Last summer the passing of legislation by Hong Kong's financial regulator, Securities and Futures Commission, permitted real estate developers there to launch REITs on the country's stock exchange. This was followed last year with the Fortune REIT, a fund comprising five large shopping malls sold to the REIT by its parent company, Li family-owned conglomerate Cheung Kong Holdings.
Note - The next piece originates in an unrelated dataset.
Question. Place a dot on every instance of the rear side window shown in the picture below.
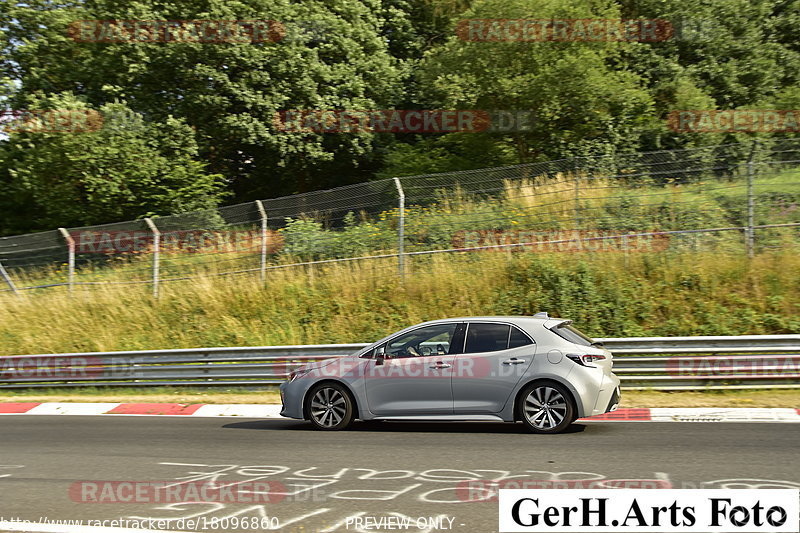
(573, 335)
(486, 337)
(518, 338)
Listed on the Singapore Stock Exchange, the Fortune REIT raised over HK$2 billion and analysts predict that the dividend for its first six months will fall around 6.7%, generally seen as a good yield.

Observers are upbeat about the developments, but say there is still an underlying issue to be resolved for Asia. "REITs are still at an infancy stage in Asia and for it to be successful, there must be a paradigm shift among property owners' and investors' mindsets towards a yield-driven market rather than relying heavily on capital growth returns," Dr Yu Lai Boon, Asia Pacific head of research for law firm Jones Lang LaSalle, believes. "There is also a lack of high-quality properties to be injected into REITs in Japan. However, it is certain that as both developers and investors get familiar with these instruments, more Asian countries will introduce them in time."

Overall, the outlook for the global REIT market is exciting, given that there is clear momentum gaining in new and lucrative markets, and equal legislative progress. Despite the plethora of investment tools available to family portfolios – and perhaps because of recent bad press for some of those – investors continue to look to bricks and mortar as a prudent, and even sexy, choice.